Foto: DW/L. da Conceição
Falta transparência
Segundo o regulamento de contratação de empreitadas de obras públicas, nos locais de construção devem constar as datas de início e do término dos trabalhos. Mas não é isso que acontece aqui. Segundo um relatório do governo local, um ano depois desta obra começar, só 30% dos trabalhos foram concluídos. O empreiteiro está incontactável; a empresa não tem escritório em Inhambane.
Foto: DW/L. da Conceição
Fatura sobre fatura
O orçamento inicial para os trabalhos de reabilitação no Hospital Distrital de Massinga rondava os dois milhões de meticais (cerca de 26 mil euros), mas, meses depois, o custo aumentou 600 mil meticais (8.000 euros).
Foto: DW/L. da Conceição
Edifício milionário
Este edifício custou à edilidade mais de 40 milhões de meticais (acima de 500 mil euros), sem contar com os equipamentos novos - cadeiras, secretárias ou computadores. Alguns empreiteiros acham estranho que tenha custado tanto dinheiro, porque o material de construção foi adquirido na região.
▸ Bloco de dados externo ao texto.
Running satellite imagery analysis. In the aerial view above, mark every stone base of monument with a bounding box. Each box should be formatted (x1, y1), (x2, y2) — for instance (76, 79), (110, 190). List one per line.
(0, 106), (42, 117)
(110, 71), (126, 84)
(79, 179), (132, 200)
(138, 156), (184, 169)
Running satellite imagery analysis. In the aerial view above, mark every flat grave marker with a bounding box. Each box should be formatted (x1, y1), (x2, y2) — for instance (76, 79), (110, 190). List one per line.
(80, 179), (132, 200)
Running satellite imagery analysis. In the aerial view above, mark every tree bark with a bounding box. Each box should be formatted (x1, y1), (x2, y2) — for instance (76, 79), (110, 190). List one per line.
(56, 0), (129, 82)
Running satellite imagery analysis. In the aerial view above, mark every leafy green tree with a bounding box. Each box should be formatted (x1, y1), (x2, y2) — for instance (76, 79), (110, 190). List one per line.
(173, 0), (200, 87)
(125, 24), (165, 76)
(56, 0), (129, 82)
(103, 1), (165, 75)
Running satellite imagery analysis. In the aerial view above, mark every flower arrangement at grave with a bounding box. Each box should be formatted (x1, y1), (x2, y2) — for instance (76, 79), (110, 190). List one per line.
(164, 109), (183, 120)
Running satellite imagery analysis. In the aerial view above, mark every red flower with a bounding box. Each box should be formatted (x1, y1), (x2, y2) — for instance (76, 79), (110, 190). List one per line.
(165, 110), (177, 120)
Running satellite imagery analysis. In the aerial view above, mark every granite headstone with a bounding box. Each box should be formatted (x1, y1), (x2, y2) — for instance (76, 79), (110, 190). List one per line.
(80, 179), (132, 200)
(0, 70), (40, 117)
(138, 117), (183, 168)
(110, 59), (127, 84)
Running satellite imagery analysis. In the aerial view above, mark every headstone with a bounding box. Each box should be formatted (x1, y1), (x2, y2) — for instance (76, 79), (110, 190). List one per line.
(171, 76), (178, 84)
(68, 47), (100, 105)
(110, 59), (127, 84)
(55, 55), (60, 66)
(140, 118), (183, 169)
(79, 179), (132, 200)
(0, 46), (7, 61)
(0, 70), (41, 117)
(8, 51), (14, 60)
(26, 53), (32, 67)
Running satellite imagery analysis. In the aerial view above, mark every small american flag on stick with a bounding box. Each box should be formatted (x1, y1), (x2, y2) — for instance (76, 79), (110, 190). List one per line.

Em resposta, o município justifica os custos com a necessidade de garantir o conforto dos funcionários.
Foto: DW/L. da Conceição
Adjudicações continuam
O município de Massinga continua a adjudicar novas empreitadas apesar de muitas obras não terem terminado. Vários residentes dizem-se enganados pelo edil, Clemente Boca, por não cumprir as promessas eleitorais.
Foto: DW/L. da Conceição
Campo por melhorar
Todos os anos, a Assembleia Municipal de Massinga aprova dinheiro para melhorar este campo de futebol, mas o campo continua a degradar-se. Segundo membros da assembleia, o dinheiro "sai" dos cofres públicos, mas nada muda e os jogadores "sempre reclamam". Em cinco anos, terão sido gastos 30 mil meticais (cerca de 400 euros). Nem o edil, nem os gestores do campo dizem o que foi feito ao dinheiro.
Foto: DW/L. da Conceição
"Fazemos sozinhos"
Devido à demora na construção de mercados e bancas, os residentes da vila de Massinga têm feito melhorias por conta própria, para manterem os seus produtos em boas condições. Questionados pela DW, os vendedores disseram que preferem "fazer sozinhos", porque se esperarem pelo município nunca sairão "do sol, da chuva e da poeira".